Mullahon knows the dangers facing promising athletes from the reservation -- homesickness and alcohol abuse among them.

"I stayed away from that and stayed focused," the 22-year-old junior says. "My freshman year, I did get kind of homesick. But after a while I got used to it. I don't want to be one of the few that people said, `Oh, he had all the talent and he just went back home because he got homesick."'

He is driven by the memory of his brother, Shawn, who was 20 when he died. Mullahon took a marker and scribbled his brother's initials on his gym shoes, a reminder for the rest of high school.

"That's when I really wanted to work harder and achieve what I always dreamed of -- playing at the Division I level," he says.

Albert Jim coached Mullahon in high school. He understands the importance of Mullahon's accomplishment.

"Being Navajo myself, he is by far the best basketball player off the Navajo reservation," Jim says. "That says quite a lot. It just speaks volumes of one, his talent, and two, the potential of the young people here.

"It's very rare," Jim adds, "that a Navajo child leaves the reservation and does the things that he's doing."

Mullahon is a celebrity on the reservation, where autograph-seeking children swarm him whenever he's there.

"He's a role model for these young kids," says his mother, Lucille Mullahon.

He is missed by his friends and relatives and neighbors. And they all want to know when he's coming home to Crystal, about 135 miles northwest of Albuquerque.

"He's about as close to a Michael Jordan figure as there is on the reservation," says Jim Thrash, Mullahon's coach at the College of Southern Idaho and a former New Mexico resident.

Mullahon spent two years at the junior college in Twin Falls, Idaho. A 6-foot-4 guard with a strong 3-point shot, Mullahon worked on his defense and expanded his game.
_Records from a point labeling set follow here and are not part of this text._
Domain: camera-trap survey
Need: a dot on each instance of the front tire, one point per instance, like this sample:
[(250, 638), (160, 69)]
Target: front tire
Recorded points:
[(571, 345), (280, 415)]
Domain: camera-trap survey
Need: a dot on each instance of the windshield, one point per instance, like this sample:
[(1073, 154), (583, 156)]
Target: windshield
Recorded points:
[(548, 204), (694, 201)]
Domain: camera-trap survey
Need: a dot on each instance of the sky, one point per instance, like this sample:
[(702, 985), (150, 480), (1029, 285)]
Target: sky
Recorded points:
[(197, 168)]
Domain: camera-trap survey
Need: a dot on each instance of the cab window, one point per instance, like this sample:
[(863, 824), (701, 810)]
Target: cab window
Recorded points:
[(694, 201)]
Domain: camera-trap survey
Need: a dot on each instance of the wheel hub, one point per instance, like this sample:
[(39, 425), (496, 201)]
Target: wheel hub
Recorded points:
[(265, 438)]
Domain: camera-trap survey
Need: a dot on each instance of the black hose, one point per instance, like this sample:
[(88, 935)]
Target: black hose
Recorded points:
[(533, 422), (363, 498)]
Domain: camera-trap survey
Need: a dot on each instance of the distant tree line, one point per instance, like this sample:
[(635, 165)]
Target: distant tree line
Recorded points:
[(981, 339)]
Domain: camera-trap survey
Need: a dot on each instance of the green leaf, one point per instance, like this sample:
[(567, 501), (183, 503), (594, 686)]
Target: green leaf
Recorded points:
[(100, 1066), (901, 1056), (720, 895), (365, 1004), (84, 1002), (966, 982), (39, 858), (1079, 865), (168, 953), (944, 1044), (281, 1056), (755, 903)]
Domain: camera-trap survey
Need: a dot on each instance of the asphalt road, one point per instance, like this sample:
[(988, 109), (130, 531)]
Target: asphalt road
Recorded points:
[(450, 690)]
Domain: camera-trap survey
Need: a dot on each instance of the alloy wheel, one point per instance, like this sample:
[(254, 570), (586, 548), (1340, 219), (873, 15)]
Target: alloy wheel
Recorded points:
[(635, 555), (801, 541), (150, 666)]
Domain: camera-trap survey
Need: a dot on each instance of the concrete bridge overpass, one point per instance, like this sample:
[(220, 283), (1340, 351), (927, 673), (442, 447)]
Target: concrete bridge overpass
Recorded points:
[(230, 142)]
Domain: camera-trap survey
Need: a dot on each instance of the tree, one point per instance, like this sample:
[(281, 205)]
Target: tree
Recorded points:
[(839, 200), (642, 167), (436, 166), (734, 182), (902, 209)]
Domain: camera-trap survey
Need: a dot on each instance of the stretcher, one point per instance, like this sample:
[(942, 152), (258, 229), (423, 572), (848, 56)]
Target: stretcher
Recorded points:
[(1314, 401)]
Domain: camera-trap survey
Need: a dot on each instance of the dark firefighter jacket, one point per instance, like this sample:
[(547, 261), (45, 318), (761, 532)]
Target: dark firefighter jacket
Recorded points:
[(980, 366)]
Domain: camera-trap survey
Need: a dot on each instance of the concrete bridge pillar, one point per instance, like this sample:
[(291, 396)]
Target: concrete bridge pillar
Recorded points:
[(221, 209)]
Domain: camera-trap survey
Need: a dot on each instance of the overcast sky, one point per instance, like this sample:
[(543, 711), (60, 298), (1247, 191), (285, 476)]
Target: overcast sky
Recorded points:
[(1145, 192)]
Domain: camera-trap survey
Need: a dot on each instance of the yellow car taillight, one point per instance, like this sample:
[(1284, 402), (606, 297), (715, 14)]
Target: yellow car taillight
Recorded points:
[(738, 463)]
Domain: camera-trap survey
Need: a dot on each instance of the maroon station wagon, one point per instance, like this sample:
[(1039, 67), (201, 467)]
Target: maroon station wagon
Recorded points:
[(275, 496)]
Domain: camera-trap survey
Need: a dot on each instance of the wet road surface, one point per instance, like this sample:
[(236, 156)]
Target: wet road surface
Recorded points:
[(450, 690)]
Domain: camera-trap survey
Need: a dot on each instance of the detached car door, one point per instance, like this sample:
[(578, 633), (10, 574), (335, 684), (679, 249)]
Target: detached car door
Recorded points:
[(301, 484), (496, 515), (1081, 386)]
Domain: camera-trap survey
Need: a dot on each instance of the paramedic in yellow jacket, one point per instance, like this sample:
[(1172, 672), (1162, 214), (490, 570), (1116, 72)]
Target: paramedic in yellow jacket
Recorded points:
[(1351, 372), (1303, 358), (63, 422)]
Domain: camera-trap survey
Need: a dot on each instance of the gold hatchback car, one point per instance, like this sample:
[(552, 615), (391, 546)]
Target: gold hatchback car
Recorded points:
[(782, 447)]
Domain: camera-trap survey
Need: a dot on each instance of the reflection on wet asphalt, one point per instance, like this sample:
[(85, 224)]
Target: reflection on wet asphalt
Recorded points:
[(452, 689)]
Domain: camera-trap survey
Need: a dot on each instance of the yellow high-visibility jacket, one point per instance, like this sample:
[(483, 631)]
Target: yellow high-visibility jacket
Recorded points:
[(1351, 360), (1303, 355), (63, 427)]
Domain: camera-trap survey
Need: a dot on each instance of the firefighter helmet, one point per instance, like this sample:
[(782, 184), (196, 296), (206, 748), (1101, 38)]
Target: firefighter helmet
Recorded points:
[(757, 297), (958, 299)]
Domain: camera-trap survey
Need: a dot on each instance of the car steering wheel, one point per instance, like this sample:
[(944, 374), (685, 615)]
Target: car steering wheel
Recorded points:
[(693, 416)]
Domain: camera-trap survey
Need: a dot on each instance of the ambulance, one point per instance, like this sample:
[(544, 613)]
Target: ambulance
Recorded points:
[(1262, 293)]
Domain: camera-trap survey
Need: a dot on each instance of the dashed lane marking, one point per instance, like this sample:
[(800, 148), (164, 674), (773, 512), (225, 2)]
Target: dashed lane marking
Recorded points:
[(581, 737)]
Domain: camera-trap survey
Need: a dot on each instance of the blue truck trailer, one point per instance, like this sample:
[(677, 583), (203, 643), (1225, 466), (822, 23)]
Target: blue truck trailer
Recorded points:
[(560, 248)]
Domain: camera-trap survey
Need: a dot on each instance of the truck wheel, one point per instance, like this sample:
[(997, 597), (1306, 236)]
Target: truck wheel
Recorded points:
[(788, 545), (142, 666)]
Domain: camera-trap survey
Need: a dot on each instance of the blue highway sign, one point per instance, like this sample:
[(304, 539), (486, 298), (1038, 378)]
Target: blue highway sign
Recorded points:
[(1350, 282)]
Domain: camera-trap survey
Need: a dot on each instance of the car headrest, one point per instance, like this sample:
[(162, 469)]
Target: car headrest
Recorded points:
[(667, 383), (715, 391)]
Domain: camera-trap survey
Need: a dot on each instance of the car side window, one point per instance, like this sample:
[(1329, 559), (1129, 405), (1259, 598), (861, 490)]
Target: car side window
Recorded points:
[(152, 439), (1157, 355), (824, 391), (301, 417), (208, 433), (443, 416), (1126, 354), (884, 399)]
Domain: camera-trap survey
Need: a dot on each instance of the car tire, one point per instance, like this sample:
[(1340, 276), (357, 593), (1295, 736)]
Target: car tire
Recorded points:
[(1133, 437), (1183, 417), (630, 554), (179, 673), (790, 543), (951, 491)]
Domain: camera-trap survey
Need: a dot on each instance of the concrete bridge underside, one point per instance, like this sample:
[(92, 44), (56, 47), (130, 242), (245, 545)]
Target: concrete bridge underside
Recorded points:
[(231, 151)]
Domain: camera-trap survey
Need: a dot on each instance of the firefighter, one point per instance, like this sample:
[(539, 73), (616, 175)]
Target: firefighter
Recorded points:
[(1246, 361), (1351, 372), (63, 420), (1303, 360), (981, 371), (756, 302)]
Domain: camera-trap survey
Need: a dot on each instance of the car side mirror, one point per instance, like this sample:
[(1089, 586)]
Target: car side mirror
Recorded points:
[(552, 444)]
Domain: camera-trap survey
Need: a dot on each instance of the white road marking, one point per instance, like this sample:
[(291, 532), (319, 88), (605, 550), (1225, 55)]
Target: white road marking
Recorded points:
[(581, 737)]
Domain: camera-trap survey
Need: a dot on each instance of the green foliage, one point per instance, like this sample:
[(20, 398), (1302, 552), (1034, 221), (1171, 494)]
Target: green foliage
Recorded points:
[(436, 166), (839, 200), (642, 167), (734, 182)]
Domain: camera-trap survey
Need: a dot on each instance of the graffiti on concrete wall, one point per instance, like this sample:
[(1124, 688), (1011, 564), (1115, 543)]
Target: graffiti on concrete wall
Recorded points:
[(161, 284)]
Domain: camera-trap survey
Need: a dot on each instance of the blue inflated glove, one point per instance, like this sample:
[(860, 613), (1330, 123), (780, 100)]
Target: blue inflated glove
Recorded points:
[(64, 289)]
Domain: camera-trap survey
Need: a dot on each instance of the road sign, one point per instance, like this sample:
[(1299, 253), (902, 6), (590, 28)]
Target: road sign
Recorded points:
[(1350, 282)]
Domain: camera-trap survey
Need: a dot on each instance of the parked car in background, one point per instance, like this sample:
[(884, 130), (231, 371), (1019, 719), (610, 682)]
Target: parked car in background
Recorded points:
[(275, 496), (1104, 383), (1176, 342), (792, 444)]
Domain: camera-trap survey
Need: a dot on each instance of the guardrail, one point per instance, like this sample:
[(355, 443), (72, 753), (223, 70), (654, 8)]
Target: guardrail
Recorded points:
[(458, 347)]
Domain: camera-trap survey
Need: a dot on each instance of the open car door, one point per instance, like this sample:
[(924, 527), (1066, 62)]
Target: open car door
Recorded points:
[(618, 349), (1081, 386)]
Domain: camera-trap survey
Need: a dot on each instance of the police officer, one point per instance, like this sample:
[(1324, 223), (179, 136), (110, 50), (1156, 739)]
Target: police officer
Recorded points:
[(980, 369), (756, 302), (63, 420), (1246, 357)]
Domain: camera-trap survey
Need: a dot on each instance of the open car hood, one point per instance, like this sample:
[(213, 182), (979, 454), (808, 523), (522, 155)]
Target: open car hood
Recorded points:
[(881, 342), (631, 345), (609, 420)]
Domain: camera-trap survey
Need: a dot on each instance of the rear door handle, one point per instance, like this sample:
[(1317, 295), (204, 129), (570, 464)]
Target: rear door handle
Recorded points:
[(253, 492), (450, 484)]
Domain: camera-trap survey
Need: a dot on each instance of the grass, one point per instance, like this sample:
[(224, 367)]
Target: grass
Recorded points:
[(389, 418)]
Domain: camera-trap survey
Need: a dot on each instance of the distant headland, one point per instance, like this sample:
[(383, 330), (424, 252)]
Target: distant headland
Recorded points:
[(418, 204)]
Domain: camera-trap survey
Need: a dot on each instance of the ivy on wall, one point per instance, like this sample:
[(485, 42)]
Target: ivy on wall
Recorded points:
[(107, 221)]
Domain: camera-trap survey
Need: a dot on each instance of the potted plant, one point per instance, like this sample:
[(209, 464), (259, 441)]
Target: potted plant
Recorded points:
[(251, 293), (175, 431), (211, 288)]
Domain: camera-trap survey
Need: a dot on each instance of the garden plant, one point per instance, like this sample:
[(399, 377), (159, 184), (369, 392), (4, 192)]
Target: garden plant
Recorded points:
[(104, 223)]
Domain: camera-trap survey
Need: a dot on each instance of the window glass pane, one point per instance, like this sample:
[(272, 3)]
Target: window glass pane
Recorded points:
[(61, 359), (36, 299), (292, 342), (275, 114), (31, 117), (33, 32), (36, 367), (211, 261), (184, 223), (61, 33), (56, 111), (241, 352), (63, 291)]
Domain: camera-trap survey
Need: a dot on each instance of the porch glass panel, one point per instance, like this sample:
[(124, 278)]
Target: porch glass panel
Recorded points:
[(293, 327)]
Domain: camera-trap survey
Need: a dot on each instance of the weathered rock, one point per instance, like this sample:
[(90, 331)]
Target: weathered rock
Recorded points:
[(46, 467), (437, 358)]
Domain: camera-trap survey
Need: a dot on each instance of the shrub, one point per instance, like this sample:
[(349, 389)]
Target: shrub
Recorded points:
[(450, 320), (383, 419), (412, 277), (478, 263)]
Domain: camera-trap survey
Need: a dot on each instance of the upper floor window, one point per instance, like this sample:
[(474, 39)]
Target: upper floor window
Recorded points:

"He went from being basically a one-dimensional player -- a scorer and a shooter -- to being a more complete player and to being able to fit into a team concept," says Thrash, now an assistant coach at Purdue.

Mullahon was approached by Wichita State, Colorado State and Alaska. He picked UTEP because he wanted to be closer to home and play in the Western Athletic Conference.

UTEP coach Don Haskins chose Mullahon for one reason.

"We needed people who could shoot, especially the 3-pointer," Haskins says.

He's also gotten a player with a solid work ethic.

"He plays both ends of the court," Haskins says. "He guards you, works very hard."

Mullahon starts most games, even though his scoring average has slipped to 8.7 points a game.

He's studying business management, and dreams of playing in the NBA or the CBA. That may be out of reach, but to those back home it does not matter.

"Recently, I had a chance to see him play on TV through the Albuquerque channels," says Jim, the high school coach, "and I watched it with a heavy heart and tears in my eyes. It was tremendous."